On page 225, the text discusses an interesting concept: incident containment. Some incidents are contained by their nature. A person who can't print because he needs a driver is experiencing a problem that does not affect other users. The worm infestation back in the introduction to chapter 1, however, is a classic example of a problem that needs to be contained. The text offers some advice on containment:

  • Is the incident happening inside or outside our network? If it's outside, can we close off our connections to the outside to contain it? If it's inside, can we kill the network ports of the affected machines?
  • Are network accounts being used by the incident/virus/worm/attacker? Can we deactivate the account(s)?
  • Can we put a new rule in our firewalls to stop identifiable traffic?
  • A port can be a jack that connects a device to the network, but port also means a service (a program) running on a device. We may need to kill that kind of port to stop an attack.
  • Do we need to tell other essential services, like email, to ignore requests from particular accounts or addresses?

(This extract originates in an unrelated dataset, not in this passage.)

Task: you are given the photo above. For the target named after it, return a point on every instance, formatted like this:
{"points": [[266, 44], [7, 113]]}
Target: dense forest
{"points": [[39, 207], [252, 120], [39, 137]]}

It may be necessary to take the service off line temporarily to reconfigure it, but this is better than taking it down indefinitely, disrupting business.

Assignment 2: Exercise 5 from the text

  1. Exercise 5 on page 242 has five parts. For each part, tell me whether the situation is an incident or a problem/disaster.
  2. For each of the five scenarios, what would be an effective strategy to handle the incident or problem? Describe all steps you would want to occur on the day that the event happens.